New York officials are looking into past deaths to try to locate any that may have been caused by COVID-19 but aren’t included in the state’s current death toll.
New York Gov. Andrew Cuomo cited updated guidelines from the Centers for Disease Control and Prevention (CDC), saying federal officials want confirmed deaths and a new category, “probable deaths,” or deaths that are believed but not confirmed to have been caused by COVID-19.
The determination is made by local health departments or coroners.
“We’re going to rationalize those new reporting requirements with local governments and get that information out as soon as we can,” Cuomo told reporters in Albany on Wednesday.
Officials are working on contacting elder care facilities to try to find out if there were people who passed away recently from COVID-19 but weren’t in a hospital or nursing home.
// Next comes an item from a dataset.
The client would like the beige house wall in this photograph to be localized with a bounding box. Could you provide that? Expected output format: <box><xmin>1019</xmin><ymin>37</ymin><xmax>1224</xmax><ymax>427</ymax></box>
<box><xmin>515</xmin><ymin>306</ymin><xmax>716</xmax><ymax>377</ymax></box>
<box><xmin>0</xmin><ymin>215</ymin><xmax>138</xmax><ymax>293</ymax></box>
“There is a sense that there may be additional people that passed away, but they weren’t included in the count because they weren’t in a hospital, they weren’t in a nursing home,” the governor said.
According to CDC guidelines, people who died without having laboratory confirmed cases of COVID-19 can be listed as likely having died from the disease.
“If the certifier suspects COVID-19 or determines it was likely (e.g., the circumstances were compelling within a reasonable degree of certainty), they can report COVID-19 as ‘probable’ or ‘presumed’ on the death certificate,” the guidelines state.
The differentiation was explained by a federal official last week but wasn’t widely noticed until New York City officials added more than 3,000 deaths that took place in the last five weeks to the city’s official COVID-19 death toll.
“We want to make sure that every New Yorker is counted that has been taken from this vicious virus,” Health Commissioner Dr. Oxiris Barbot told reporters in Manhattan earlier Wednesday. She said it would take officials “a fair amount of time to tease out” what happened with the deaths presumed to be from COVID-19, “if we’re ever able to do that.”